In einem Ausschnitt aus der Sendereihe „TV Party“, die Chris Stein mit Glenn O‘Brien für einen offenen Kanal in New York produzierte, zeigt sich Harry weit weniger kontrolliert als im Band-Rahmen. Nicht im Film enthalten ist ein Auftritt mit der Hausband der Jazz-Sendung „Night Music“ mit Top-Jazzmusikern wie David Sanborn. Da wirkt Debbie Harry weitaus persönlicher als in den meisten Popshows, scheint ganz bei sich und dankbar zu sein.

Hier zeigt sich die Crux, wenn eine Dokumentation allein aus vorliegendem Material zusammengefügt wird.

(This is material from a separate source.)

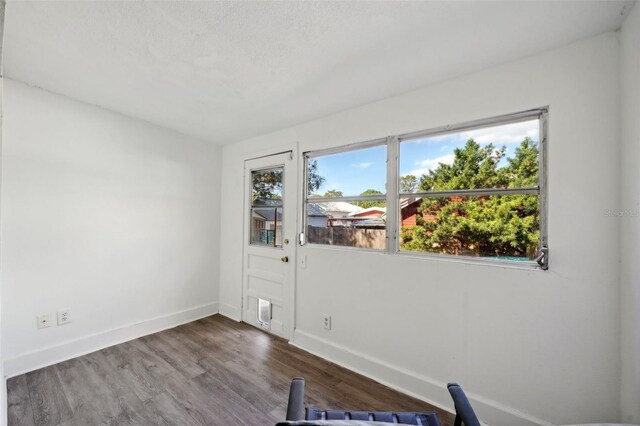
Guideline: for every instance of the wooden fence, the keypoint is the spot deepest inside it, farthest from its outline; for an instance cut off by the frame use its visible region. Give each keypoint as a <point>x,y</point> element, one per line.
<point>350,237</point>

Augenscheinlich hat Forneri mit keinem der Beteiligten selbst gesprochen, sondern baut auf Materialien, die durch die Filter der Imageproduzenten gegangen sind. So bleibt unter anderem ungeklärt, inwieweit Debbie Harry und ihre Mitmusiker im Verlauf ihrer Karriere zu Kompromissen gezwungen waren. Bei der Außendarstellung wie auch bei der Musik. Denn einzelne Titel auf den Gemeinschafts- und Soloalben, auch Harrys Nebenaktivitäten wie die Mitwirkung in der Formation Jazz Passengers deuten auf weiterreichende Ambitionen. Wurden sie je erfüllt? Wer darüber mehr erfahren möchte, muss die Antworten anderswo suchen.